Methods: A single-center retrospective analysis, focusing on prostate biopsies of newly diagnosed PCa patients, was performed. A total of 261 patients were enrolled in this study in a 4-year period. All subjects were submitted to single-photon emission computerized tomography-computed tomography to confirm the status of bone metastasis and, if present, the number of metastatic lesions would then be calculated. Clinical information such as age, prostate-specific antigen (PSA), fibrinogen, clinical T stage, and Gleason score were collected. Patients were divided into three groups: (i) a non-metastatic group, (ii) a high volume disease (HVD) group (>3 metastases with at least one lesion outside the spine), and (iii) a low volume disease (LVD) group (metastatic patients excluding HVD ones). The main statistical methods included non-parametric Mann-Whitney test, Spearman correlation, receiver operating characteristic (ROC) curves, and logistic regression.

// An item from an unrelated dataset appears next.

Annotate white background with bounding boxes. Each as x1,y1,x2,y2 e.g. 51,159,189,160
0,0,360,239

Results: Fibrinogen positively correlated with Gleason score (r = 0.180, P = 0.003), PSA levels (r = 0.216, P < 0.001), and number of metastatic lesions (r = 0.296, P < 0.001). Compared with the non-metastatic and LVD groups, the HVD group showed the highest PSA (104.98 ng/mL, median) and fibrinogen levels (3.39 g/L, median), as well as the largest proportion of Gleason score >7 (86.8%). Both univariate (odds ratio [OR] = 2.16, 95% confidential interval [CI]: 1.536–3.038, P < 0.001) and multivariate (OR = 1.726, 95% CI: 1.206–2.472, P = 0.003) logistic regressions showed that fibrinogen was independently associated with HVD. The ROC curve suggested that fibrinogen acts as a predictor of HVD patients, yielding a cut-off of 3.08 g/L, with a sensitivity of 0.684 and a specificity of 0.760 (area under the curve = 0.739, 95% CI: 0.644–0.833, P < 0.001).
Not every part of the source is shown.